Empathy is the faculty to resonate with the feelings of others. When we meet someone who is joyful, we smile. When we witness someone in pain, we suffer in resonance with his or her suffering.
Hear now the words of Matthieu Ricard, the monk who has devoted his life to compassion: “Empathy is the faculty to resonate with the feelings of others. When we meet someone who is joyful, we smile. When we witness someone in pain, we suffer in resonance with his or her suffering.” These words flow like water from an ancient spring, reminding us of a truth older than nations and kingdoms—that the heart is not made to beat alone. Empathy is the golden bridge between souls, a bond invisible yet stronger than chains of iron, carrying joy and sorrow alike across the abyss that separates “I” from “Thou.”
The ancients would have called it a divine echo: the spirit of one person vibrating in harmony with another. It is the resonance of life, the sacred trembling when one soul touches another’s flame. When joy shines upon the face of a friend, it kindles joy within us; when grief darkens the eyes of a stranger, a shadow crosses our own hearts. To possess this faculty is to live not as a stone, untouched by wind and rain, but as a living tree whose branches sway with the storm, whose blossoms open to the sun.
Consider the story of the great physician Hippocrates, the father of healing in ancient Greece. He did not see the sick as mere vessels of disease, but as brothers and sisters in need. He taught that to heal, one must first feel. It is said he would sit beside the suffering, listening to their fears, entering into their sorrow, before offering herbs or incantations. His medicine worked not only because of knowledge, but because of empathy—because the patient felt seen, heard, and comforted. Thus Hippocrates shows us that empathy is not weakness, but a force that can mend both flesh and spirit.
Nor is history lacking in mightier examples. In the heart of India, when the Buddha walked among his disciples, he declared that to understand suffering is the beginning of wisdom. Once, upon seeing a grieving mother holding her dead child, he did not speak cold doctrine; he shared her pain, wept with her, and then taught her gently the truth of impermanence.

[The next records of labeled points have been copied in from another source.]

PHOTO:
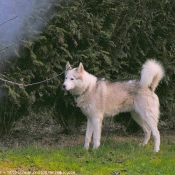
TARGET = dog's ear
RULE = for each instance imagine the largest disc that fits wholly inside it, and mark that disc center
(80, 68)
(68, 66)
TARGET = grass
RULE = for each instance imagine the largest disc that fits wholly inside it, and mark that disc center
(113, 157)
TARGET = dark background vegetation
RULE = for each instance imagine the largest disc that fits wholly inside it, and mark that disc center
(111, 38)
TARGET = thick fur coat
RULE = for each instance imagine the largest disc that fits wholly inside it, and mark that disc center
(99, 98)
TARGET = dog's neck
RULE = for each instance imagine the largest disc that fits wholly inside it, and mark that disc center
(83, 93)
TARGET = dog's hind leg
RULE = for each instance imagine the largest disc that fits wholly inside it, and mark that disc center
(97, 125)
(89, 131)
(142, 123)
(152, 121)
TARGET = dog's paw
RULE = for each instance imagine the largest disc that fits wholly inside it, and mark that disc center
(86, 147)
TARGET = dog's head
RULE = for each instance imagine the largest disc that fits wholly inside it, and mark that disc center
(73, 77)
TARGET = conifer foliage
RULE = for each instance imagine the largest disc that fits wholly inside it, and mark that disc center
(112, 38)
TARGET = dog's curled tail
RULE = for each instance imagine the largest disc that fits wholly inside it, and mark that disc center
(151, 74)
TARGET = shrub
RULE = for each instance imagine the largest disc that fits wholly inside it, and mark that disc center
(112, 39)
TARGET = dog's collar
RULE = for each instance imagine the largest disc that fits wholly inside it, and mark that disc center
(76, 96)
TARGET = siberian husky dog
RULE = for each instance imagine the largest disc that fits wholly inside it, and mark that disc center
(99, 98)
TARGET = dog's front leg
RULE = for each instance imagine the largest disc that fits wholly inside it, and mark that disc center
(97, 124)
(89, 131)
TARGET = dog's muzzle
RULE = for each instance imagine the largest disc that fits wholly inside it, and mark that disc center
(64, 86)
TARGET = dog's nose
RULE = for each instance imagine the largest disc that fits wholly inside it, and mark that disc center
(64, 86)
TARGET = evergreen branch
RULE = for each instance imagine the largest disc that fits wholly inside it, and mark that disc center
(9, 46)
(8, 20)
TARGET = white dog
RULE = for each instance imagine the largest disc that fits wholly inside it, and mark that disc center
(99, 98)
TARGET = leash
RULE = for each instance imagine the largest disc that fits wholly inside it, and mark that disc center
(22, 85)
(29, 84)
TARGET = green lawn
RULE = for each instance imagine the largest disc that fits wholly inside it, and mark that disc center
(122, 157)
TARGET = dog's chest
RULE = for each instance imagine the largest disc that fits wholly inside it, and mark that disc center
(85, 105)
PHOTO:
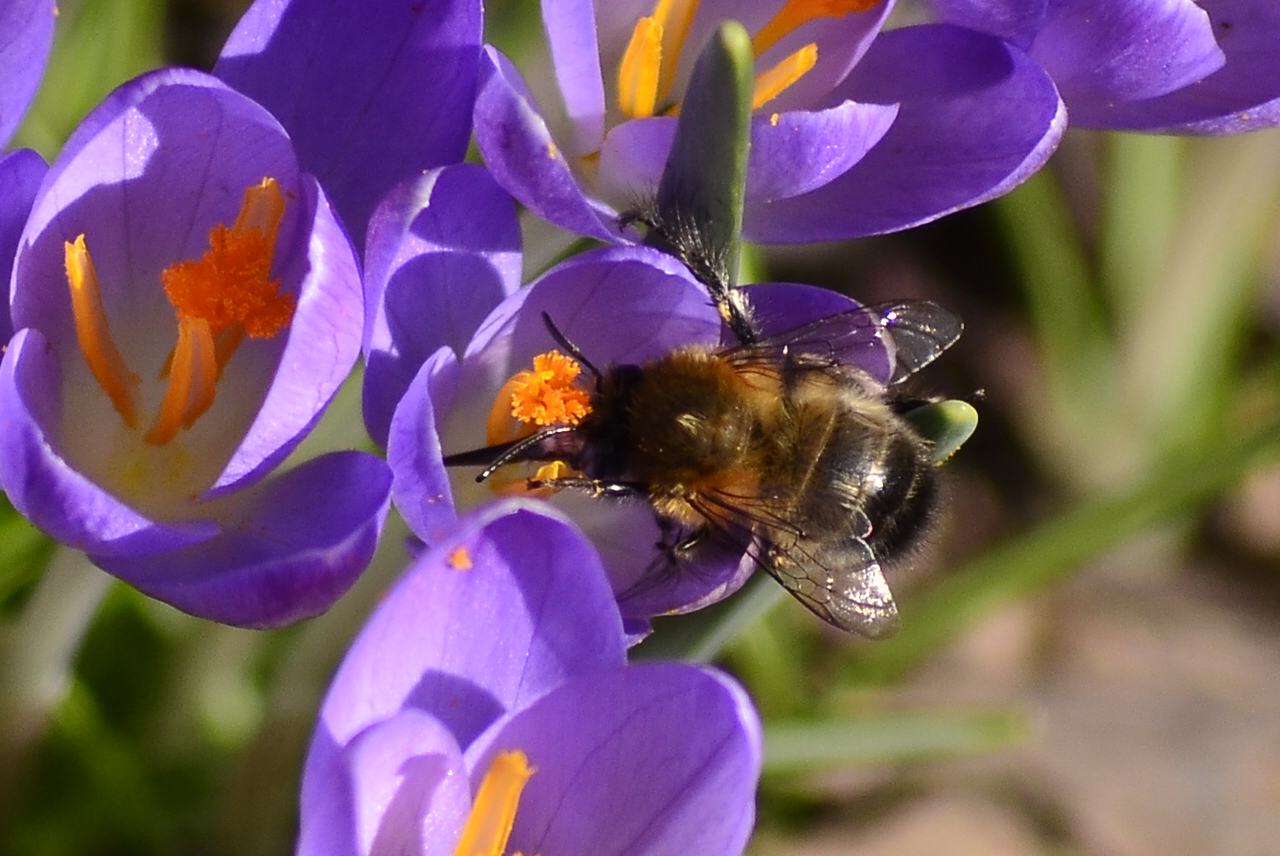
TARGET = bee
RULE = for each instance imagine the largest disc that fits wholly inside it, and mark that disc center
(782, 447)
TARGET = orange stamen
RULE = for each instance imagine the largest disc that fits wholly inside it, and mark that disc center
(493, 813)
(801, 12)
(219, 298)
(638, 74)
(94, 334)
(771, 83)
(547, 396)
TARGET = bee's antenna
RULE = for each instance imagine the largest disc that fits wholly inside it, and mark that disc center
(499, 456)
(574, 351)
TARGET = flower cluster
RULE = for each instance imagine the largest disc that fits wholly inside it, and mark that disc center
(199, 270)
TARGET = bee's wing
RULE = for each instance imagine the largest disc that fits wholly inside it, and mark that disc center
(841, 582)
(888, 340)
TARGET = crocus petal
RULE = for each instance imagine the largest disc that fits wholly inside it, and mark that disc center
(1101, 51)
(524, 158)
(1243, 95)
(371, 94)
(26, 36)
(421, 484)
(443, 250)
(1014, 21)
(977, 117)
(21, 173)
(45, 488)
(799, 151)
(571, 36)
(652, 760)
(398, 787)
(288, 549)
(510, 607)
(320, 351)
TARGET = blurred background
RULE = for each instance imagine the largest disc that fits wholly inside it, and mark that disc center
(1091, 639)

His greatness was not only in his enlightenment, but in his compassionate resonance—he allowed another’s suffering to touch him, and from that touch gave healing.
What lesson does Ricard give us in this age of noise and indifference? It is this: to be human is not to live sealed within our own shell. The measure of our humanity is the degree to which another’s cry awakens us, another’s laughter lifts us. To harden the heart is to betray our own nature. To open it is to discover strength deeper than self-preservation, a strength that unites instead of divides.
Let us then not despise empathy as weakness, for it is a form of courage. It takes courage to suffer with another, to enter into their darkness, to risk one’s own comfort for their sake. And it takes humility to rejoice in another’s joy without envy, to smile simply because another smiles. The heroes of the spirit are not those who stand apart, but those who walk alongside, feeling the world’s burdens as their own.
Practically, how do we cultivate this? Begin with attention. When you meet someone, do not rush past their words—listen with your whole being. Look upon their face, see their eyes, and let their feelings echo in you. Practice small acts of kindness: a smile to the joyful, a hand to the weary, a silence to the grieving. In daily life, allow yourself to be moved, for movement of the heart is the proof of life itself.
Thus, Ricard’s teaching is no gentle suggestion but a call to live nobly. Empathy is not merely a feeling—it is the very thread that weaves humanity into one fabric. Without it, we are scattered stones; with it, we are a temple, built of countless hearts, beating together. Let us therefore carry this wisdom into every encounter, that we may leave behind us a trail not of indifference, but of compassion, stronger than time.